Título: Castigo para quem pensa
Autor:
Fonte: Jornal do Brasil, 18/02/2005, Opiniões, p. A13

Permito-me assumir o artigo do entranhável amigo Marcelo Barros, monge que une mística e política, celebração e apoio ao MST. É teólogo refinado e um dos que melhor dialoga com as religiões afro-brasileiras, sendo ele mesmo um de seus descendentes. Mas principalmente é um homem livre e amante da verdade, tendo sofrido perseguições por isso. Aqui segue seu artigo com pequenos cortes para caber em minha coluna. ''A opinião pública mundial se comove com a fragilidade do papa que, por causa de uma gripe mais forte, foi obrigado a permanecer, vários dias, internado no hospital. Enquanto o papa idoso e doente parece carregar nos ombros o peso da cristandade, a Congregação Romana da Doutrina da Fé, presidida pelo cardeal Ratzinger, aquele que silenciou Leonardo Boff, torna pública, em nome do papa, mais uma condenação de teólogos. Trata-se já da 140ª condenação de teólogos neste atual pontificado. Desta vez, a vítima é o jesuíta norte-americano Roger Haight, professor de teologia histórica e sitemática da Weston Jesuit School of Theology (Cambridge-Massachusetts) e ex-presidente da Sociedade Teológica Católica da América. O motivo da condenação é o livro Jesus, Symbol of God (1999), traduzido no Brasil, pelas Paulinas, com o título: Jesus, símbolo de Deus (2003).

Nesta obra, a partir dos dados da grande tradição e dos resultados mais seguros dos estudos bíblicos atuais o padre Haight desenvolve uma teologia sobre Jesus Cristo que aponta pistas para um aprofundamento de uma Cristologia ecumênica e em diálogo com outras religiões neste início de século. Não nega a tradição mais profunda do cristianismo sobre Jesus, mas vai além das formulações de sempre. A mim este livro me pareceu extremamente equilibrado e cuidadoso. Como é um livro de teologia e destinado a um público mais especializado, a condenação da Congregação Romana atinge mesmo a própria pesquisa teológica. A conseqüência disso é intimidar os teólogos e teólogas para que não digam claramente o que estão pesquisando porque sob o atual Pontificado continua sendo proibido pensar e expressar o seu pensamento.

Na década de 80, um bispo brasileiro acusou Frei Carlos Mesters, nosso melhor biblista, de fazer uma leitura bíblica que ele julgava tendenciosa e desequilibrada. Como também fazia o mesmo tipo de trabalho bíblico, me senti, em consciência, obrigado a publicar um artigo intitulado ''Eu me acuso''. Ali, eu deixava claro que tudo o que diziam de Frei Carlos podiam também dizer de mim e eu não achava honesto deixar que ele sofresse sozinho as conseqüências do seu compromisso de devolver a Bíblia às comunidades mais pobres. Agora, deparo com a condenação de um livro que me ajudou muito no diálogo respeitoso com outros caminhos espirituais. Sinto-me obrigado a me sentir também condenado junto com ele.

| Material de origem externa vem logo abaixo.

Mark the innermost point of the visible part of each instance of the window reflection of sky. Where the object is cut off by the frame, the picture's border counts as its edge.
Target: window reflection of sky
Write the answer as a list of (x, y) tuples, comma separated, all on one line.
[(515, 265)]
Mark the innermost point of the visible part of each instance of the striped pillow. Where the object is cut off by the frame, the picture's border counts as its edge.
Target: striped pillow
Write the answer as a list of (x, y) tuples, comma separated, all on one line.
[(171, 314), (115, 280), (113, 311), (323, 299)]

Fevereiro é um mês profícuo na história das condenações. Em 17 de fevereiro de 1600, o papa Clemente VIII mandou queimar na fogueira o frade dominicano e filósofo Giordano Bruno. Este foi um homem livre que contestava qualquer dogmatismo. Por isso, foi preso e, durante seis anos, deveu responder como réu em um processo cruel que incluiu torturas. Com o corpo pendurado de cabeça para baixo durante horas e sob ameaça de lhe furarem os olhos, aceitou renunciar a algumas de suas doutrinas e retratar-se oralmente e por escrito. Mas, como não abjurou a todo o seu pensamento e não se dobrou à prepotência do tribunal, foi queimado vivo. Antes de morrer, Giordano Bruno declarou a seus juízes: ''Vocês estão com mais medo da sentença que proferiram, do que eu, que por ela serei supliciado''. O inquisidor chefe que condenou Giordano Bruno foi o cardeal Roberto Belarmino, a quem o papa Pio XI proclamou santo e ''doutor da Igreja''.

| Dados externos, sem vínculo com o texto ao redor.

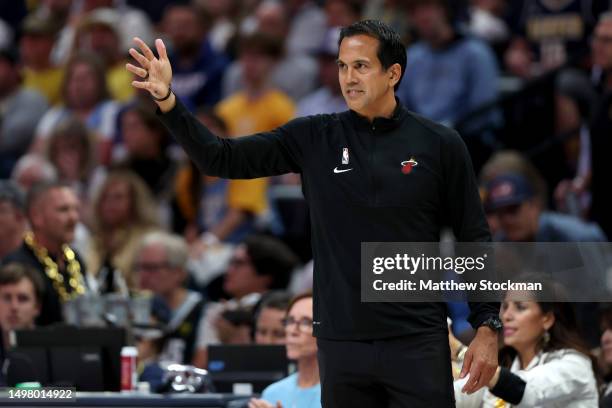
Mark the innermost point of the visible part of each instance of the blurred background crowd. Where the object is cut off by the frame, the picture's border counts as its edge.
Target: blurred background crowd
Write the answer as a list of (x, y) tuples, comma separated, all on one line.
[(96, 197)]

Agora, a notícia da atual condenação do padre Haight é divulgada no mesmo dia em que, no Brasil, junto com outras Igrejas, a Igreja Católica lança a Campanha Ecumênica da Fraternidade sobre Solidariedade e Paz. Esta campanha foi lançada com um pronunciamento do papa propondo a todos que ponham em prática uma verdadeira cultura de paz e da não violência''.